Speculation as to why Franz Beckenbauer was making payments to disgraced Mohammed Bin Hammam.

A report by a law firm into the 2006 World Cup corruption allegations said it had not found conclusive evidence of vote-buying by the German bid team, but nor would it rule out the possibility that bribery had taken place.

“We found no evidence of vote-buying but we also cannot rule it out,” said Christian Duve of Freshfields, the firm hired by the German football federation (DFB) to investigate the allegations first made by the Der Spiegel magazine last October.

Duve said he could not rule out the possibility of bribery completely, however, because a number of witnesses had not cooperated with the investigation and certain relevant documents had disappeared.
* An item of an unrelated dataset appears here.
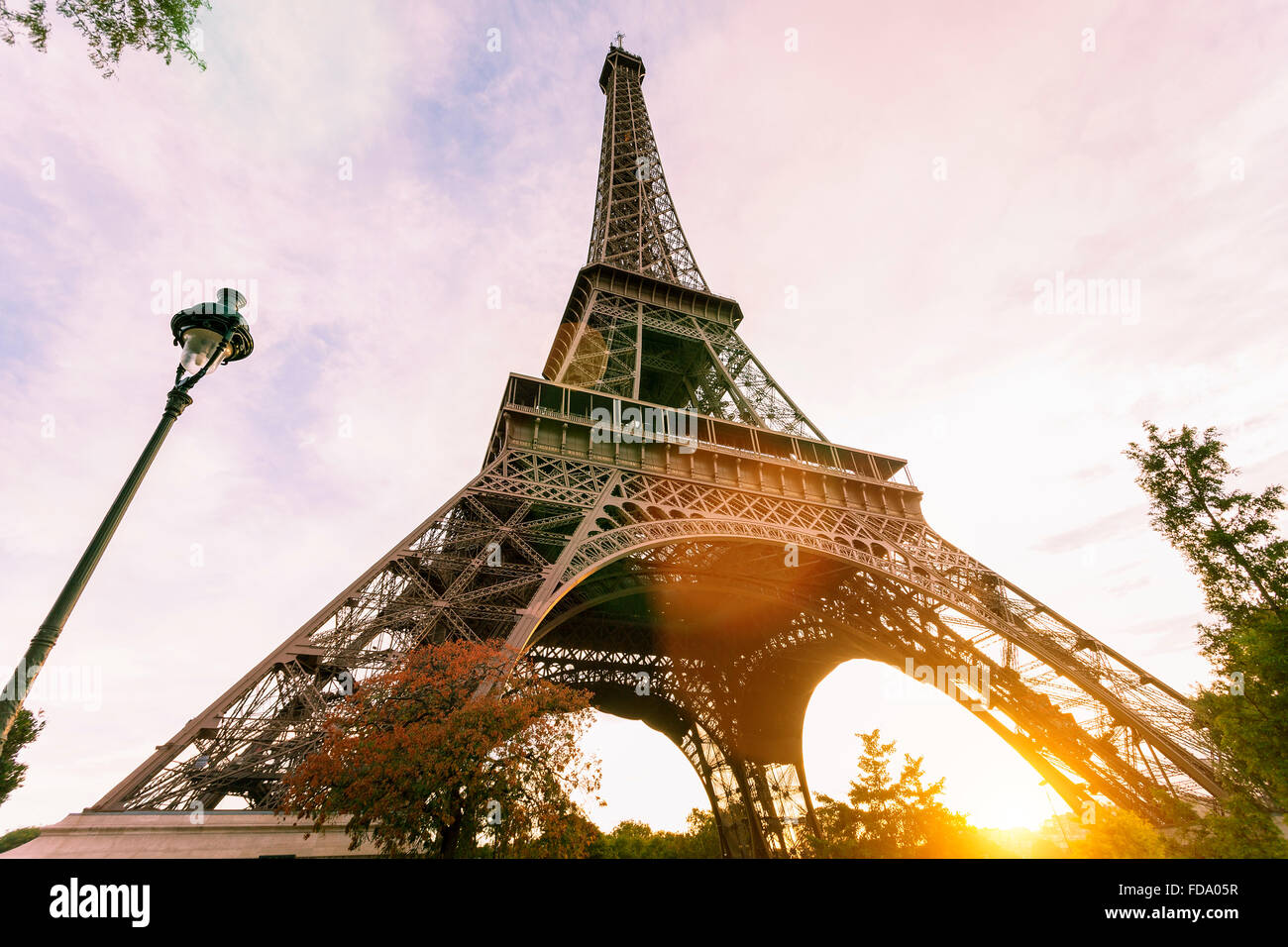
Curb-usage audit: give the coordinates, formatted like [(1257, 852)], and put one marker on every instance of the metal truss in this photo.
[(702, 579), (635, 222)]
The affair, prompted by a suspect payment of 6.7 million euros from the DFB to FIFA back in 2005, has already brought about the resignation of the DFB president, Wolfgang Niersbach, and also resulted in a criminal investigation being launched by German police.
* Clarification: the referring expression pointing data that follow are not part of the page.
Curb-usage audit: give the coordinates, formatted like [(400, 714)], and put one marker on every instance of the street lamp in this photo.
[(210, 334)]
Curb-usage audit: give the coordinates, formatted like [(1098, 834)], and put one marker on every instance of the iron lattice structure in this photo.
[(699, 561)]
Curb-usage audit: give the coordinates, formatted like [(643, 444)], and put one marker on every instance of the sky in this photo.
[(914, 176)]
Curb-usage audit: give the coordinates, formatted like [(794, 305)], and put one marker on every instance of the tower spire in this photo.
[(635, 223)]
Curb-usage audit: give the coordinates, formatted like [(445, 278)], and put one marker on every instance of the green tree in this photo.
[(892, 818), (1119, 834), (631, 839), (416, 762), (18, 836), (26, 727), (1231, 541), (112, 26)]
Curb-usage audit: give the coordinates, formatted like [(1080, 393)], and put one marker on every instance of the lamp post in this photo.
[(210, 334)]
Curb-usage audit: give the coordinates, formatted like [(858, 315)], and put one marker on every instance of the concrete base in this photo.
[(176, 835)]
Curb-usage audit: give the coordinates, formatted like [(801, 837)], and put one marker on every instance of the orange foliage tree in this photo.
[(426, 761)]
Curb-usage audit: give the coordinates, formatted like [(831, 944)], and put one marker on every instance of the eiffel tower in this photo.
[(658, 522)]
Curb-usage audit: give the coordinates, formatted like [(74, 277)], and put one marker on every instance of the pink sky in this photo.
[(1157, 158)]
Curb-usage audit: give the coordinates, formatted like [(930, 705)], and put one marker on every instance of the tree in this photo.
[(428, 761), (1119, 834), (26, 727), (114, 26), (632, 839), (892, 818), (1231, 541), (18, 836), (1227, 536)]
The DFB had said that the payment was a return of a loan from former Adidas chief Robert Louis-Dreyfus, while Der Spiegel magazine said it was allegedly used to buy votes.

Duve said the 6.7 million euro payment from the DFB had indeed been transferred to FIFA in 2005 but was not intended for the opening ceremony gala as was originally claimed in documents.

“It was immediately transferred on to an account of Louis-Dreyfus,” Duve said.

Sports equipment maker Adidas, a long-time DFB sponsor and friend of German football, has said it was unaware of any such payment.

The report also identified a payment from then World Cup 2006 organising chief Franz Beckenbauer to scaffolding company Kemco in Qatar, the owner of which was disgraced former FIFA official Mohammed Bin Hammam.

“They landed somewhere in Qatar, this is under the influence of Bin Hammam. But anything beyond that is speculation. We had the task of presenting the facts,” said Duve, who added that some documents were missing from the DFB headquarters.

“You could connect the payment with the FIFA re-election of Blatter or for the 2006 vote but that would be pure speculation.”

Freshfields revealed it faced several “hurdles” in conducting its investigation, including missing electronic information, deleted emails, files that weren’t accessible and people who declined to talk with its investigators, including former FIFA president Sepp Blatter.

“Because of these restrictions, we cannot present a conclusive picture today,” Freshfields said.

FIFA said it welcomed Duve’s report carefully and incorporate the results into its own current investigation.

The statement read: “FIFA welcomes the report by the German Football Association (DFB) on its investigation into Germany’s bid for the 2006 FIFA World Cup™. FIFA will review the report carefully and factor the findings into its ongoing internal investigation of this matter.

“FIFA shared information with the DFB to assist with its investigation and, in turn, received information from the DFB that is helpful to FIFA’s own investigation. However, many questions still remain to be answered. FIFA’s investigation has been hampered by the fact that key witnesses were not willing to answer questions or provide documents.

“FIFA maintains its victim status in all investigations and continues to cooperate with the Swiss and German authorities, who are in the best position to obtain all of the information necessary to understanding the facts of this matter.”